Asisten Gubernur BI bidang Stabilitas Sistem Keuangan dan Kebijakan Makroprudensial Juda Agung memastikan peran bank sentral terkait dengan penyediaan likuditas akan tetap sama.
"Jika nanti bank peserta [bank jangkar] perlu likuiditas, tinggal ke BI aja merepokan SBN," tegas Juda dalam kuliah umum yang diadakan BI dan Universitas Padjajaran, Rabu (20/5/2020)
Dia juga menambahkan dana yang ditempatkan pemerintah di bank jangkar sebenarnya juga berasal dari dana BI.
Dalam mengimplementasikan program ini, lanjutnya, semua lembaga - pemerintah, BI, OJK, LPS dan bank jangkar - akan menjalankan perannya masing-masing.
BI menyediakan likuiditas, pemerintah menyalurkan likuiditas, OJK melakukan pengawasan dan penentuan bank mana yang layak menjadi bank jangkar, dan LPS akan menjamin uang pemerintah yang ditempatkan di bank jangkar.
"Jadi semuanya menjalankan perannya masing-masing." Dia menegaskan inti program restrukturisasi UMKM melalui penempatan dana di bank jangkar ini bertujuan untuk mengatasi risiko cash failure di sektor riil.

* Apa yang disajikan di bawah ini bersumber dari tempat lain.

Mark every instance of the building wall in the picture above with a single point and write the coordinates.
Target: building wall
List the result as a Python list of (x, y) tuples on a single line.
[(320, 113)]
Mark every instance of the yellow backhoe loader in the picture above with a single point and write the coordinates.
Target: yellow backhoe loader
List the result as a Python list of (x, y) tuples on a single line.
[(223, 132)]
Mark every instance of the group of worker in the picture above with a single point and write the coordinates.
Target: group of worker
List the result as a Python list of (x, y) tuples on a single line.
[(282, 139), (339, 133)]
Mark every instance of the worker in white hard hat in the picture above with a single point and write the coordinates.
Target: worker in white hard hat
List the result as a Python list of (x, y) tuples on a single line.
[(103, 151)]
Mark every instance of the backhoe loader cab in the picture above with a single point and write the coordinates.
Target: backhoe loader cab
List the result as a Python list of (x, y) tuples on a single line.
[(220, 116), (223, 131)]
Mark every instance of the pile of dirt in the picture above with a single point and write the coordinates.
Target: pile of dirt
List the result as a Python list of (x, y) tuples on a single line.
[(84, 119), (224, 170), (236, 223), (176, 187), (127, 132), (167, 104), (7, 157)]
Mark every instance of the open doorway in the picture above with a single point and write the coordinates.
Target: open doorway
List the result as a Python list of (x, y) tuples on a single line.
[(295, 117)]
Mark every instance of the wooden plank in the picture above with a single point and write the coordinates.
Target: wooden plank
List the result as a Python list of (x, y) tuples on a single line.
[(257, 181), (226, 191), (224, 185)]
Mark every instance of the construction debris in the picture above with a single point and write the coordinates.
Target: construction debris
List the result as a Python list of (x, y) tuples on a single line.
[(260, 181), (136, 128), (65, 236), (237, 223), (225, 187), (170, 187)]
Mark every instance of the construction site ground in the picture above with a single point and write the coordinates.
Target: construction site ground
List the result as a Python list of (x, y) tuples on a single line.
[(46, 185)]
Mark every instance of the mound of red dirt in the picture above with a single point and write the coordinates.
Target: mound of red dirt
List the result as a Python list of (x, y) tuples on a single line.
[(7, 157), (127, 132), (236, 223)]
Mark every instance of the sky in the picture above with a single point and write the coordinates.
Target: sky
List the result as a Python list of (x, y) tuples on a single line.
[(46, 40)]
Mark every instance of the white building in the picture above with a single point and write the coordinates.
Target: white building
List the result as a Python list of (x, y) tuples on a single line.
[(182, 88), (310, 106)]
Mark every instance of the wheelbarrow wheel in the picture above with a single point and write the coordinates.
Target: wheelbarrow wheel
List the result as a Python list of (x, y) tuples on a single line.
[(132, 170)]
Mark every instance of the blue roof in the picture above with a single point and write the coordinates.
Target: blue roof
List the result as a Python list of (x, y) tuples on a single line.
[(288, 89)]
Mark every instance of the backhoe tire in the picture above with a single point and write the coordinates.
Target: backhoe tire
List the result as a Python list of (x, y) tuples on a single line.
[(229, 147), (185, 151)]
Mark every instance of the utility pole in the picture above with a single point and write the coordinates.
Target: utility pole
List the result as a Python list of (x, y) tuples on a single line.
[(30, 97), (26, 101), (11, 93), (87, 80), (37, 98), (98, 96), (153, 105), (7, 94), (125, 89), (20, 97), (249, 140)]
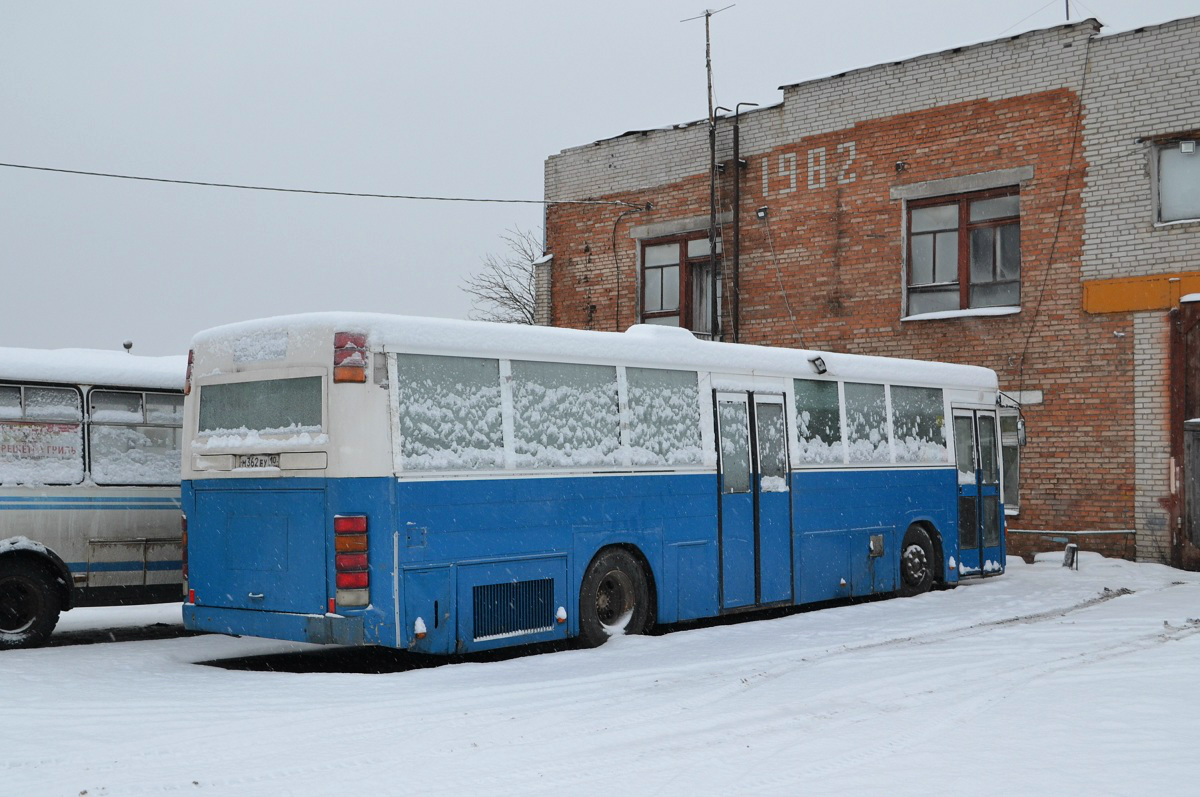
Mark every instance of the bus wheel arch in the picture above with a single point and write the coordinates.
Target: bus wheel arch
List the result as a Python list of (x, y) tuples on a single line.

"Setelah fase recovery, maka perlu adanya tambahan modal kerja. Itu dalam program ini [PEN] sebenarnya sudah dibuat."
Nantinya, likuditas yang disediakan akan digunakan sebagai kredit modal kerja dengan bunga rendah. "Ini nanti ditahap pemulihan," tutupnya.
Kementerian Keuangan dan Otoritas Jasa Keuangan (OJK) sudah menandatangani nota kesepahaman (memorandum of understanding/MoU) untuk mengatur penempatan dana pada bank pelaksana restrukturisasi kredit UMKM atau bank jangkar.
Sebelumnya, Menteri Keuangan Sri Mulyani mengatakan anggaran penempatan dana pemerintah untuk restrukturisasi kredit usaha mikro kecil dan menengah (UMKM) mencapai Rp87,59 triliun.
Namun, nominal tersebut masih dapat bertambah atau berkurang setelah dilakukan pembahasan detail dengan Kementerian Koordinator Bidang Perekonomian.
Sri Mulyani menegaskan bahwa jika bank jangkar mengambil posisi rangkap sebagai bank pelaksana restrukturisasi juga, maka bank tersebut wajib menjalankan prosedur sebagai bank pelaksana pula.
“Manajemen dari bank pelaksana harus menjamin kebenaran dan akurasi dari proposal penempatan dana. Kalau bank peserta adalah sekaligus bank pelaksana, maka juga harus menjamin kebenarannya,” kata Sri Mulyani dalam konferensi pers virtual, Senin (18/5/2020).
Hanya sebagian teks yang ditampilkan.